Bu sözü de kimse üzerine alınmıyor, sonuçta iş oraya gitse bile.
**
Türkiye dün bir bayram “kutladı” yine.
Dini ve milli bayramların anlamı kaldı mı, o ayrı da…
Muhalifler günü nasıl geçirdi, soru bu.
Hoş, ne yapacaklar.
Her zamanki gibi egemenlerin gündemine teslim oldular.
Aynı sakızı çiğnediler.
Ağız birliği etmişçesine…
Yeni havaalanının ismini tartıştılar.
**
Ülkede ne Atatürk, ne herhangi bir ilkesi, ne kurduğu cumhuriyet, ne de adı verilen havaalanı kalmamışken…
Bu konuşuldu.
**
Adının belli olmaması…
Son ana kadar açıklanmaması…
Konulan ismin, yarın yenisiyle rahat değiştirilecek olması…
Bahçeli’nin son dakika çıkışıyla “Metehan” ismini ortaya atması, filan…
Çocuk oyalarken bile yapılmayacak şeyler yapılıyor ülkede.
Neresini, niye ciddiye alıp tartışıyorlar, tuhaf.
Çok tahıl tükettikleri için olabilir mi, acaba.
**
Espri bir yana.
O bile, muazzam kutuplaşmanın tezahürü.
Canan Karatay, “Vegan demek tahıl beyinli demek, veganlık hastalıktır. Tahıl yiyip koyun beyinli olmayın” gibi laflar etti, malum.
Canan Hoca, bir yandan zeytini ve yağını köpürtürken kendiyle çelişmiş o ayrı da…
Yerli tahıl kalmadı onu ne yapacağız?
**
Un ihracatı yapan firmalar şalter indirmiş.
Neden?
İthal unla çalışma zorunluluğu yüzünden.
Öyle bir ülke ki, yerli unu “ithal un şartı” yüzünden satamıyor.
**
Canan Karatay, ülkenin bir rengi.
Hayli kasvetli bir ortamda, mühim enerji boşalmasına yol açtı, Allah razı olsun.
Zararsız bir konuda, insanlar içini döktü.
**
5 yıl kadar oluyor.
Canan Hoca’ya telefon dolandırıcıları musallat olmuştu.
Kendini polis ve savcı olarak tanıtan kişiler…
Bankadan para çektirdiler. Taksiye bindirip Balat’a yönlendirdiler. Taksi fişini bile aldırdılar, gider göstermek için. Parayı poşete koydurup park halindeki otomobilin altına bıraktırdılar.
**
Bitmedi.
Dolandırıcılar tekrar arayıp yine para isteyince…

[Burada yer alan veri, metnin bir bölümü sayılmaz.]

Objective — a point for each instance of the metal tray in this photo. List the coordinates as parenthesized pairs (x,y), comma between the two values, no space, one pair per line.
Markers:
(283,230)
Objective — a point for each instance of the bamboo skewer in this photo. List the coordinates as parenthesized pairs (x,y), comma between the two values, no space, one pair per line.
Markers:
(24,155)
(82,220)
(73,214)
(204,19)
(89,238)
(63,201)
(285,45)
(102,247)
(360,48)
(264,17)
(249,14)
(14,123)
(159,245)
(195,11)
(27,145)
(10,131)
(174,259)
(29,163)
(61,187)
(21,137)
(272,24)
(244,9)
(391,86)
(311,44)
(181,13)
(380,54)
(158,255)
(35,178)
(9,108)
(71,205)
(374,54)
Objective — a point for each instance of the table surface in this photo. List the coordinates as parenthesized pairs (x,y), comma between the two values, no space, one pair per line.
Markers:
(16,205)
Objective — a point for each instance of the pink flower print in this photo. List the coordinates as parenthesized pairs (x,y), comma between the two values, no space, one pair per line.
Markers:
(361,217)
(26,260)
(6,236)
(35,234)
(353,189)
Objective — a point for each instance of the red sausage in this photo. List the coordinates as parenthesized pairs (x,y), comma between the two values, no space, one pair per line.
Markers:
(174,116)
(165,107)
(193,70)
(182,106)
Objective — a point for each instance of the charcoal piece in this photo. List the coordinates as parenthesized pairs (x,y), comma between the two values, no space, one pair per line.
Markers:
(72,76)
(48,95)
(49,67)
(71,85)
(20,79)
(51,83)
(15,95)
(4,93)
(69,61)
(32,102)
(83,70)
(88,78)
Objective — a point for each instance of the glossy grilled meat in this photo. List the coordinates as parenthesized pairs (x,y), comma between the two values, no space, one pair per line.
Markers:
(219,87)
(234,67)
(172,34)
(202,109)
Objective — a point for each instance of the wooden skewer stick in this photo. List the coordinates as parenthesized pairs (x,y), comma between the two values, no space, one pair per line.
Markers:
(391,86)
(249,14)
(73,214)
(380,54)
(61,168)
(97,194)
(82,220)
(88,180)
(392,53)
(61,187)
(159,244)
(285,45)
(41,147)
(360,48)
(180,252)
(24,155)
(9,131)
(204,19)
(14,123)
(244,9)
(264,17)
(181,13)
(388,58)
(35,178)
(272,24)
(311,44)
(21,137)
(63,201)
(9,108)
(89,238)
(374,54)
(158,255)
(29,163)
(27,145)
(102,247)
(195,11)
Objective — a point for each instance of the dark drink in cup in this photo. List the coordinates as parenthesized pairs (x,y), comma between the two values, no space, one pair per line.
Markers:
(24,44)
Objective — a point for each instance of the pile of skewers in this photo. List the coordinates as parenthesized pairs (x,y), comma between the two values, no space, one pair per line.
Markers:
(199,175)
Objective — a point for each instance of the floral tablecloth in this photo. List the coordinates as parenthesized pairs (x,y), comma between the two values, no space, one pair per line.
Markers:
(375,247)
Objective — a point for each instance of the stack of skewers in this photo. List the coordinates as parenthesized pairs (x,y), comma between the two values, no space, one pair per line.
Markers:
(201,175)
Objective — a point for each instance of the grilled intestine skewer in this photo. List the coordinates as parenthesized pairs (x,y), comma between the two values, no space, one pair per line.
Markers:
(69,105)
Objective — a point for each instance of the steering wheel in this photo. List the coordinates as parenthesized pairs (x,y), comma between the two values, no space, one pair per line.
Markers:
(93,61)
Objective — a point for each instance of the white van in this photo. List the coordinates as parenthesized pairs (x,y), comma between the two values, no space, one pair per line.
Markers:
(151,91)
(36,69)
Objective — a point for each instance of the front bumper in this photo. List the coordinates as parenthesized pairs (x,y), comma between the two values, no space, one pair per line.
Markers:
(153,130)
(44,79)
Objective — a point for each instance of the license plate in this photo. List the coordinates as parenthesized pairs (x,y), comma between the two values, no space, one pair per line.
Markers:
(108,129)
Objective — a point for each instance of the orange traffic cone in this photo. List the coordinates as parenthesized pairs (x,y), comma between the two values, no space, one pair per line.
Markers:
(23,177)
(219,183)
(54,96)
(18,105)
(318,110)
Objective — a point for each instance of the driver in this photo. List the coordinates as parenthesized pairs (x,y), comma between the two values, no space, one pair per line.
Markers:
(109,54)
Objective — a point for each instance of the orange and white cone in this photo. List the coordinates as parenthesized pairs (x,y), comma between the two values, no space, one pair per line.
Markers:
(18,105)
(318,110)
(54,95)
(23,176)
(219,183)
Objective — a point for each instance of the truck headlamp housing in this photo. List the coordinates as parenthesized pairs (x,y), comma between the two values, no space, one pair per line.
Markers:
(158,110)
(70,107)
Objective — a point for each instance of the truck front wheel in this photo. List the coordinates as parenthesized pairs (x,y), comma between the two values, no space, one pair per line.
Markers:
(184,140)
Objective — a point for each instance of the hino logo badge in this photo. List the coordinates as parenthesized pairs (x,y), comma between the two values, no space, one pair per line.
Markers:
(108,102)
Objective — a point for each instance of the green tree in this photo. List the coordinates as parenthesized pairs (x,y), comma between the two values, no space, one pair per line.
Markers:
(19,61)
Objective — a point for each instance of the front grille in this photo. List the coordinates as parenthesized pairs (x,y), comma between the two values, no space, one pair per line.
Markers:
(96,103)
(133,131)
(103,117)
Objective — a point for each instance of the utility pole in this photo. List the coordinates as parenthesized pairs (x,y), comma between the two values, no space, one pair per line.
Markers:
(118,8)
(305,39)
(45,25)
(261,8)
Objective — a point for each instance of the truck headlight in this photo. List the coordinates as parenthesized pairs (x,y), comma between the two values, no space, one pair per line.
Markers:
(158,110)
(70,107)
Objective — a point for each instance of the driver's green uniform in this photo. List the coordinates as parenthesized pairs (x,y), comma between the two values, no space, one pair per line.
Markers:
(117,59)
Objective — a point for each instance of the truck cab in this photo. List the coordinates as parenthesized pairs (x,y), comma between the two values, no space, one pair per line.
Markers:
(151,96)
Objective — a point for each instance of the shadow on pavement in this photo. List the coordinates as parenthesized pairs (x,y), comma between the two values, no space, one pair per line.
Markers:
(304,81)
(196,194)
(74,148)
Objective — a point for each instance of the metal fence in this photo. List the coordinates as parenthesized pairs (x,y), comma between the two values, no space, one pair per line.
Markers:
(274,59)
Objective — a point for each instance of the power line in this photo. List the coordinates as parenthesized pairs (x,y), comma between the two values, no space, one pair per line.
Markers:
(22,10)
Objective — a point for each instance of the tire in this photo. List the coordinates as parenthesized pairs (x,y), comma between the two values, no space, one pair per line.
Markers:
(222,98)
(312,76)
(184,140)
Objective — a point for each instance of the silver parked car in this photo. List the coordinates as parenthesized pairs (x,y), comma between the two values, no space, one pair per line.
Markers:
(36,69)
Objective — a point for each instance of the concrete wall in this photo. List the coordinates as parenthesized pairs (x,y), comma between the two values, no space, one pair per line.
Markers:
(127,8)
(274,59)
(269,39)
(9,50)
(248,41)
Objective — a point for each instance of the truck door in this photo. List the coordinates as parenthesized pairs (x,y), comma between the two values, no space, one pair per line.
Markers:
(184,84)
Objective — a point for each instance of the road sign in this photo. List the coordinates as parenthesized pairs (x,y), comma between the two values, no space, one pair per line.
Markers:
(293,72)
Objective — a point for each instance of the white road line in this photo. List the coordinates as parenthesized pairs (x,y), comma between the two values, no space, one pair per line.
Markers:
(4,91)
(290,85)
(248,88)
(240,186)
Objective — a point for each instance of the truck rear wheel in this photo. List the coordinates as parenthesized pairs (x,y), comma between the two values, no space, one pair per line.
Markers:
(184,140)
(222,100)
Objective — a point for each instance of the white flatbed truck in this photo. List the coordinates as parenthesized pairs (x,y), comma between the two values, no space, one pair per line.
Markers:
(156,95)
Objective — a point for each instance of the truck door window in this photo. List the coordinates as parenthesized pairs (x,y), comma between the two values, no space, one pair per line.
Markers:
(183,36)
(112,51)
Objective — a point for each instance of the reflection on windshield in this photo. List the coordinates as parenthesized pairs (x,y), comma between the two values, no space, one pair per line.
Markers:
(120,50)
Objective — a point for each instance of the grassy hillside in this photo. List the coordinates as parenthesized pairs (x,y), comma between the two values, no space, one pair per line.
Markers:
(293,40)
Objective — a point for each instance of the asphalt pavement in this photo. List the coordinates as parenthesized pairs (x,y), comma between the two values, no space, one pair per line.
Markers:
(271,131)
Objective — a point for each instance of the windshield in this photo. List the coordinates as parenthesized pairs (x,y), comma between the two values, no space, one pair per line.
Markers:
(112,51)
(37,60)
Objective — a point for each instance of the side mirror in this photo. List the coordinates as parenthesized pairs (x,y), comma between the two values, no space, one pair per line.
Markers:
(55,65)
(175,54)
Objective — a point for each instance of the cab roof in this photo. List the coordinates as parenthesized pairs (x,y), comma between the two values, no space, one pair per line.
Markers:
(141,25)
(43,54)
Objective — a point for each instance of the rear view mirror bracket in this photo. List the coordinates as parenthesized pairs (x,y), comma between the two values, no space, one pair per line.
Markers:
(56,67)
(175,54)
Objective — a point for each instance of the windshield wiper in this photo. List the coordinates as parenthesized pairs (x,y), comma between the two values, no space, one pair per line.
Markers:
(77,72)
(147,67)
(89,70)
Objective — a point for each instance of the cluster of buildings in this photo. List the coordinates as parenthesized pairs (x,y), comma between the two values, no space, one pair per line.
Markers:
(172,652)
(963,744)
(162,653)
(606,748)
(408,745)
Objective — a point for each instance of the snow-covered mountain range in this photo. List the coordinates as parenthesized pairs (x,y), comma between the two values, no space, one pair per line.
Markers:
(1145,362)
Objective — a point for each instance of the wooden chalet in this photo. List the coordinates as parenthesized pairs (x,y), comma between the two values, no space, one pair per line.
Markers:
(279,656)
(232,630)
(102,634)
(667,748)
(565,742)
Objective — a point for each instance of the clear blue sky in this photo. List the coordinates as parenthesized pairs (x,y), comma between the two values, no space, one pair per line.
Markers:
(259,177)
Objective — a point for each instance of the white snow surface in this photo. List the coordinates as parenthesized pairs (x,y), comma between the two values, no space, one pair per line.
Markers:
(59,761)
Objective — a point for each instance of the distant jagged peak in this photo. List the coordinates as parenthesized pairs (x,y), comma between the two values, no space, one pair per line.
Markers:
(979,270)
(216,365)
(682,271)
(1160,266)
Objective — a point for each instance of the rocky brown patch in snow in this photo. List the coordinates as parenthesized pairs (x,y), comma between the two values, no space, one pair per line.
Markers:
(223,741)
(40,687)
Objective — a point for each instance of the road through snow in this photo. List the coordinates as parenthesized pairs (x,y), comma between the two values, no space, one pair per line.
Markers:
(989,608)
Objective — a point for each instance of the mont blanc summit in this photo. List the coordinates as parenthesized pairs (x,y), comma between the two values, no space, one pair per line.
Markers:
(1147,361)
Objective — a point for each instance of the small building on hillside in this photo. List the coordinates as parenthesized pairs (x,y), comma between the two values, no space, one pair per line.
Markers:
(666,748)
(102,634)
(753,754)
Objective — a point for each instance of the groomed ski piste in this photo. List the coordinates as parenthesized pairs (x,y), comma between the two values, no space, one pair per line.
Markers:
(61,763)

Canan Hoca, bu sefer çalıştığı hastaneden bunu temin edip Kalamış parkına gitti. Parayı bir ağacın altına bıraktı.
**
Hoca, çok matrak.
Diyor ki, “Devletle çok gizli bir operasyon yaptığım için heyecanlandım. Şimdi bu halime gülüyorum.”
**
Diyorum ya…
Ülkenin bir rengi, gülün geçin.
Et yemekle “et kafalı” olunmadığı gibi…
Ot yiyen de “ot beyinli” olmuyor.
Yukarıdaki gibi dolandırılmamak için normal, mantıklı ve sağlıklı bir zihin kâfi.
**
Son söz işte o düşünen zihinlere:
Havaalanına “geçici” bir isim verilmesi…
Geçiş sürecinin bitmediğini gösteriyor.
Geçip gitmeden bir şey yapın.
Değilse çok geç olacak, tahıl da bulamayacaksınız.